A continued source of disquietude and danger to the empire, or at least to the plans of Ieyasu for a dynasty of Tokugawa shoguns, lay in Hideyori, the son and heir of Taiko Sama. He was born in 1592, and was therefore at this time, 1614, in his twenty-third year. As long as he lived he would be naturally and inevitably the centre to which all the disaffected elements of the country would gravitate. The failure of Ieyasu to support the cause of his old master’s son would always prove a source of weakness to him, especially in a country where fidelity to parents and superiors was held in such high esteem. He determined, therefore, to bring to a conclusion these threatening troubles which had so long been hanging over him. Accordingly, on the ground that Hideyori was plotting with his enemies against the peace of the state, he set out from Sumpu, where he was then residing as retired shogun, with an army of seventy thousand men. Hideyori and his mother had for a long time resided at the castle of Osaka, and against this Ieyasu directed his large army. It was bravely and skilfully defended, and without the help of artillery, which at this early day was rarely used in sieges, a long time elapsed before any decided advantage was gained. At last the defenders were tempted beyond the protection of their fortifications, and a battle was fought June 3, 1615. It is described by the Jesuit fathers, two of whom witnessed it, as being sanguinary beyond the example of the bloody battles of the Japanese civil wars. It resulted in the complete overthrow of Hideyori’s adherents, and the destruction of the castle by fire. Both Hideyori and his mother were said to have perished in the conflagration. Reports were current that they had, however, escaped and taken refuge in some friendly locality. But no trace of them was ever found, and it was taken for granted that this was the end of Hideyori and his party.
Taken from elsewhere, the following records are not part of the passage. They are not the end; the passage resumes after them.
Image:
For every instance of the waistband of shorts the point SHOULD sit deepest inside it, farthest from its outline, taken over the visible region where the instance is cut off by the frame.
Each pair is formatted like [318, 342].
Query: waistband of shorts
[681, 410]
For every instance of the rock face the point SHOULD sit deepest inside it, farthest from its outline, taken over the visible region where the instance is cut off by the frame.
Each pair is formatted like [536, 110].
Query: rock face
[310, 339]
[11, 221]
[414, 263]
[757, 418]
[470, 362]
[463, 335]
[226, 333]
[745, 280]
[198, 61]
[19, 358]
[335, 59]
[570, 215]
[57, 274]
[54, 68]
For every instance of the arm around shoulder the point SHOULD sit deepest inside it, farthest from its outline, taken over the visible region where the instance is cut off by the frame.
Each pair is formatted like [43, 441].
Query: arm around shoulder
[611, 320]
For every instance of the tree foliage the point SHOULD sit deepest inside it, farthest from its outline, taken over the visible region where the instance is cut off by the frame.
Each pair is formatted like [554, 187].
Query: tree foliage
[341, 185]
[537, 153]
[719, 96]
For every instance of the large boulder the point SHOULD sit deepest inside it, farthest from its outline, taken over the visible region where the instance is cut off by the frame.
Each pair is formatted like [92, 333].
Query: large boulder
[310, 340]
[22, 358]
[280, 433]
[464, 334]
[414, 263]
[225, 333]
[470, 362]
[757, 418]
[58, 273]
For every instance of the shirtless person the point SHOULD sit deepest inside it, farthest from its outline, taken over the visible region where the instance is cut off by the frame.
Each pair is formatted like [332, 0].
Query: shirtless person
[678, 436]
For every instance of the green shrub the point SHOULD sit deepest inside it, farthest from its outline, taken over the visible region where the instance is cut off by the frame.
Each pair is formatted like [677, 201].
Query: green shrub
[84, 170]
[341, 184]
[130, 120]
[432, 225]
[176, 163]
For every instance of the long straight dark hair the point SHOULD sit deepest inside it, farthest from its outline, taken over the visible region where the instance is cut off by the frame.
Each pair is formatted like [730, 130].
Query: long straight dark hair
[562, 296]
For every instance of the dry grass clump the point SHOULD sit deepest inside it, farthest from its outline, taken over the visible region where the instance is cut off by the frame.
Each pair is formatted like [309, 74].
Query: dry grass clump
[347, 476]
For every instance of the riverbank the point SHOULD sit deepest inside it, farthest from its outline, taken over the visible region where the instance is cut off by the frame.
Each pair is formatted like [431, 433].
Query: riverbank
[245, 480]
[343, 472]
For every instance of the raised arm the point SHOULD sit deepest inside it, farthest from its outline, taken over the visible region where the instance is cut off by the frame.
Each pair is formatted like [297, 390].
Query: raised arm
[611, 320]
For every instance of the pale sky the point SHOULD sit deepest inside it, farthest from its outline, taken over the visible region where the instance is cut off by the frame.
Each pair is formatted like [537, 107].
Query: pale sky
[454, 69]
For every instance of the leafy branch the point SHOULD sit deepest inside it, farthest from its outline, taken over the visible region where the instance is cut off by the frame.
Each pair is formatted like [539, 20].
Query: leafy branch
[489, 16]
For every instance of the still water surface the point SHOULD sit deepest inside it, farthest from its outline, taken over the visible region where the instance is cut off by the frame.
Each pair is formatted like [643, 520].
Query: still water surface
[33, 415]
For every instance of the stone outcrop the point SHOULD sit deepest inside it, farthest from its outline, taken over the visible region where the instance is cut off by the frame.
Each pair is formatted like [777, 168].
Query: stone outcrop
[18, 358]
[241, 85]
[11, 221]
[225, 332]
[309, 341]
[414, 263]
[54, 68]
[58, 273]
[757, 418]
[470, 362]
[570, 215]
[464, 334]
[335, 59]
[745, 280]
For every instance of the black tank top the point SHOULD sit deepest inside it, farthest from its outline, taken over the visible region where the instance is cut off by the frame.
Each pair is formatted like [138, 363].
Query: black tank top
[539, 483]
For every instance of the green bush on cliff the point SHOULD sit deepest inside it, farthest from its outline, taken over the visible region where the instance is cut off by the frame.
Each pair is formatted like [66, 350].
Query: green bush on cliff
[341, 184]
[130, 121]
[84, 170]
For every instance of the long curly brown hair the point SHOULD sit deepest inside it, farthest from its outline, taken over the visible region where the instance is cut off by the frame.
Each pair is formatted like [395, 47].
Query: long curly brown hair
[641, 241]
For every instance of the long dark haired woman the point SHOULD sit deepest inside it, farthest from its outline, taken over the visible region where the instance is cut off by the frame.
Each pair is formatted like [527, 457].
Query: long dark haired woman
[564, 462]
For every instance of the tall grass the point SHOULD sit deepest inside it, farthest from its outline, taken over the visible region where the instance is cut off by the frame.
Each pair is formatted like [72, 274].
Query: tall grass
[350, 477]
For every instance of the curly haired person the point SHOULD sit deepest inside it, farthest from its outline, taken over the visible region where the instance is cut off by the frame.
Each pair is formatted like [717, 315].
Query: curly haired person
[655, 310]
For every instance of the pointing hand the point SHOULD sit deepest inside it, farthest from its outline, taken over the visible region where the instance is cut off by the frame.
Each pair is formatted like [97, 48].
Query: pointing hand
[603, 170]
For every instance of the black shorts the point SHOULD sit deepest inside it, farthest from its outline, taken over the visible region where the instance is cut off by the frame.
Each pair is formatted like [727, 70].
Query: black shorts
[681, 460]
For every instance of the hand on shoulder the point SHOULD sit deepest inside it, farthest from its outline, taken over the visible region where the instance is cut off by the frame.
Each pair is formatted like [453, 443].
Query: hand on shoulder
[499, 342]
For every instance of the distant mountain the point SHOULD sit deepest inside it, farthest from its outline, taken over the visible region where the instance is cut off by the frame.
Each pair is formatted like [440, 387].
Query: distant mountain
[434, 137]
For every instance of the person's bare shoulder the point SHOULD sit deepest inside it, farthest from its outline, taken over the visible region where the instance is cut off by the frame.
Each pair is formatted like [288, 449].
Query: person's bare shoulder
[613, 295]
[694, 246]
Before ending this chapter, which is designed to record the establishment of the Tokugawa shoguns, reference should be made to the settlement of the questions left in dispute by Taiko Sama respecting Korea. There remained after the war, with all its attendant atrocities and sufferings, a feeling of intense bitterness towards the Japanese on the part both of the Koreans and Chinese. The absence of any sufficient cause for the invasion, and the avowed purpose of Taiko Sama to extend his conquests to China had awakened against him and his armies a hatred which generations could not wipe out. Soon after the recall of the Japanese troops which followed the death of Taiko Sama, Ieyasu opened negotiations with Korea through the daimyo of Tsushima. He caused the government to be informed that any friendly overtures on its part would be received in a like spirit. The king of Korea accordingly despatched an embassy with an autograph letter, addressed to the “King of Japan.” A translation of this letter will be found in Mr. Aston’s last paper(202) on Hideyoshi’s invasion of Korea. Among other things it says: “The sovereign and subjects of this country were profoundly grieved, and felt that they could not live under the same heaven with your country.... However your country has now reformed the errors of the past dynasty and practises the former friendly relations. If this be so, is it not a blessing to the people of both countries? We have therefore sent you the present embassy in token of friendship. The enclosed paper contains a list of some poor productions of our country. Be pleased to understand this.” This letter was dated in the year 1607. A friendly answer was returned to it, and from this time it may be understood that the relations between the two countries were placed on a satisfactory basis. These steps were taken on the part of Korea with the knowledge and approval of China, which now claimed to hold a protectorate over the peninsula of Korea. The same negotiations therefore which resulted in peaceful relations with Korea brought about a condition of amity with China which was not disturbed until very recent times.

The ruinous effects of this invasion, however, were never overcome in Korea itself. Her cities had been destroyed, her industries blotted out, and her fertile fields rendered desolate. Once she had been the fruitful tree from which Japan was glad to gather her arts and civilization, but now she was only a branchless trunk which the fires of war had charred and left standing.